The window is open for governments to put the policy tools in place to deliver on this massive industrial transformation project—one that might set the template for what a just, sustainable, and worker-centred transition can look like.
Automakers may also decide it is less costly to in-source supply parts work to the U.S.—by a wide margin, the largest of the three auto sales markets on the continent. Building and selling in the U.S. market will help avoid these trade “irritants,” but it would also leave Canada and Mexico in a vulnerable spot.
That said, it is unlikely a dispute over content rules will boil over into a full-scale trade war. For one thing, given the heavy concentration of production in North America, most automakers likely already pass the stricter regional value content tests in CUSMA (as interpreted by the U.S.).
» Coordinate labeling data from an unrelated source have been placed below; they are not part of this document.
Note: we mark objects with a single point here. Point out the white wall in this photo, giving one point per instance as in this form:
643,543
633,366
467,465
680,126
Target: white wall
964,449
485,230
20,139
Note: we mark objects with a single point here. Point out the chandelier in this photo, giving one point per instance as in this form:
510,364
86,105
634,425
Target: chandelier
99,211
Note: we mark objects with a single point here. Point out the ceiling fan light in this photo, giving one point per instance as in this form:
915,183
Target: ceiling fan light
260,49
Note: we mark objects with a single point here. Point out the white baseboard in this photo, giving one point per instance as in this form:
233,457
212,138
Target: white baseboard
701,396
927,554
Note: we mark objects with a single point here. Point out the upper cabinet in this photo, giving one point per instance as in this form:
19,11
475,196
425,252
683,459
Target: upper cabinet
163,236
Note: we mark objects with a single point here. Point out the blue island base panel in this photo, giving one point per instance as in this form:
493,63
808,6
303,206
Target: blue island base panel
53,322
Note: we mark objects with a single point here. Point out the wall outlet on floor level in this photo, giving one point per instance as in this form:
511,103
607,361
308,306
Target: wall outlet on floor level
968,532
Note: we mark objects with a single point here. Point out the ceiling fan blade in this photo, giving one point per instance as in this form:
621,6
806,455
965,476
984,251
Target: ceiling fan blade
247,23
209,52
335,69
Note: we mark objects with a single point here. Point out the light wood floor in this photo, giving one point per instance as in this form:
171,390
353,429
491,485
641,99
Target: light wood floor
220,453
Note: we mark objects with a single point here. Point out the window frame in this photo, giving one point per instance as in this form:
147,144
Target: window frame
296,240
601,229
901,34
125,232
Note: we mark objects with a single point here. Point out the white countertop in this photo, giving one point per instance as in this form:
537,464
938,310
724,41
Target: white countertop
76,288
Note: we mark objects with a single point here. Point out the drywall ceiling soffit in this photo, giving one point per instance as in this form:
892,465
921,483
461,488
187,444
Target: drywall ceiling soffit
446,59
For another, more content that is North American means more jobs and investment, a win for workers.
More importantly, this latest trade dispute pales in comparison to other significant headwinds facing the North American industry, including a global semiconductor shortage, production backlogs, a hyper-competitive investment climate and tightening labour markets.
Trade diplomacy and trade enforcement are not sufficient to meet these challenges. For that, Canada has to seize the opportunity to rebuild its auto industry as a global leader, driven by clean technology. The window is open for governments to put the policy tools in place to deliver on this massive industrial transformation project—one that might set the template for what a just, sustainable, and worker-centred transition can look like.